行動経済学で行動バイアスと呼ぶこうした心理的な「癖」は、ほとんどの人間が持っているもので、合理的な行動ができない分、過剰消費の懸念につながります。ただ、それを理解することで、キャッシュレス社会でも、行動バイアスを抑制することができるはずです。
家計簿付けでは資産形成につながらない
過剰消費を抑える方法のひとつが家計簿でしょう。ただ、多くの人は家計簿をつけることが目的になってしまい、それが資産形成になかなか結びつかないようです。フィデリティ退職・投資教育研究所が2016年に行った「第3号被保険者アンケート調査」からは、そうした実態が浮かびあがりました。
調査対象の第3号被保険者、いわゆる専業主婦(夫)の方11,952人のうち、家計簿を付けている6,389人と付けていない5,412人を比べても、投資経験者の比率にそれほど違いはなく、家計簿付けはあまり投資と関係ないようです。
クレジット利用頻度の高い人ほど資産形成に前向き
しかし、クレジットカードの利用頻度でみると、クレジットカードの利用頻度が高いほど投資をしていることが窺えます。日々の買い物でもできるだけクレジットカードを使う人の20.7%に投資経験があり、なるべく使わない人では6.9%に留まっています。

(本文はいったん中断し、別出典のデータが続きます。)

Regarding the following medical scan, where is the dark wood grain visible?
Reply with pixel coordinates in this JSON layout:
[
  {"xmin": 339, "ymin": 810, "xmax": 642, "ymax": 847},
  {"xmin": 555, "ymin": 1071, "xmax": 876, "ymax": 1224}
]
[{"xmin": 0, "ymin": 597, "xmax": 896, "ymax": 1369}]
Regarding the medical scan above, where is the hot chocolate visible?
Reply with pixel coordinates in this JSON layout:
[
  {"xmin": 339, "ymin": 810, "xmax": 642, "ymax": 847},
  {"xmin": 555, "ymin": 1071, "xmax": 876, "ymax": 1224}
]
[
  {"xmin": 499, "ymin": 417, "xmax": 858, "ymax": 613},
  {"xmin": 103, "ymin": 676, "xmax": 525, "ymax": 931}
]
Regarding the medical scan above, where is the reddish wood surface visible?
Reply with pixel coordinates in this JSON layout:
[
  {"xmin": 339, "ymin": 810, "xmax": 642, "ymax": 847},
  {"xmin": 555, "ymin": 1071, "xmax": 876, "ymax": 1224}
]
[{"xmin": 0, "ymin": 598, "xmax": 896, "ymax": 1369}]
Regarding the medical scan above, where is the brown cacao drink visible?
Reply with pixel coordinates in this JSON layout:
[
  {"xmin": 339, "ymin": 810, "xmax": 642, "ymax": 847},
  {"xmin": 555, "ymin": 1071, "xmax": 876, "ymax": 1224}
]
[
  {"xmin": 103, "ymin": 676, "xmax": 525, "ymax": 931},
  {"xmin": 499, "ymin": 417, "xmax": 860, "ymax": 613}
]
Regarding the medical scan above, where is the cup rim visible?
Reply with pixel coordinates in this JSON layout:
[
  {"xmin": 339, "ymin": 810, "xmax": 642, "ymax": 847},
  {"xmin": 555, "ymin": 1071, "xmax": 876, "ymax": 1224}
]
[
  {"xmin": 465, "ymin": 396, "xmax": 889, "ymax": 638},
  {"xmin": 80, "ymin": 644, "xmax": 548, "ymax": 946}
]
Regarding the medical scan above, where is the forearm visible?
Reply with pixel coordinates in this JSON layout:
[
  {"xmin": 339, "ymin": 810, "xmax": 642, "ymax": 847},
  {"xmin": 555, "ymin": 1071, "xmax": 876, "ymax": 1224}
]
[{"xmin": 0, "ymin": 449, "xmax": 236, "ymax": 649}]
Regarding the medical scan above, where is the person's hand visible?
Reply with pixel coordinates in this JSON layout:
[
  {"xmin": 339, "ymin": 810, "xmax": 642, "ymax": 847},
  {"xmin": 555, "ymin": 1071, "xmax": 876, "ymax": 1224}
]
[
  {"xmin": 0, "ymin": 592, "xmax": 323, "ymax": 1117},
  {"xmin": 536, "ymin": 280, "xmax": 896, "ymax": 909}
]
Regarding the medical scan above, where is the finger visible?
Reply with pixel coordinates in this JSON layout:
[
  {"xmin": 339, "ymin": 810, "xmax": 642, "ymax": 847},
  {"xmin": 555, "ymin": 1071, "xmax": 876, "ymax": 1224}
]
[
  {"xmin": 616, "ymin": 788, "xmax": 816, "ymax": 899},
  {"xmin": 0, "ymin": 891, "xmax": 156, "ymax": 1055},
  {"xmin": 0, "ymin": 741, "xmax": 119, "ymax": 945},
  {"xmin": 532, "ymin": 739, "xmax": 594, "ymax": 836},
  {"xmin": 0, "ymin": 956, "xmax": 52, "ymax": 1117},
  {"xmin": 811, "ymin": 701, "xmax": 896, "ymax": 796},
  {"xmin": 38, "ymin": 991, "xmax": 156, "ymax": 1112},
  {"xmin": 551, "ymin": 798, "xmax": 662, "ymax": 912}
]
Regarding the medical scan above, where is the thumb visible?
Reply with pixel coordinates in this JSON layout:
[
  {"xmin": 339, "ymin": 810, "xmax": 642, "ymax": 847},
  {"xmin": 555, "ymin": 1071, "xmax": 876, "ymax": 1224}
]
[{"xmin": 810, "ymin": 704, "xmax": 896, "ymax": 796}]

もちろん、「資産があるからクレジットカードをよく使う」、「資産があるから投資をしている」という可能性もあります。しかし、クレジットカードの利用明細や家計簿アプリの活用などいわゆる家計簿付けそのものは自動化し、それをもとに資産形成を考えていくのであれば、これはキャッシュレス時代の資産管理といえると思います。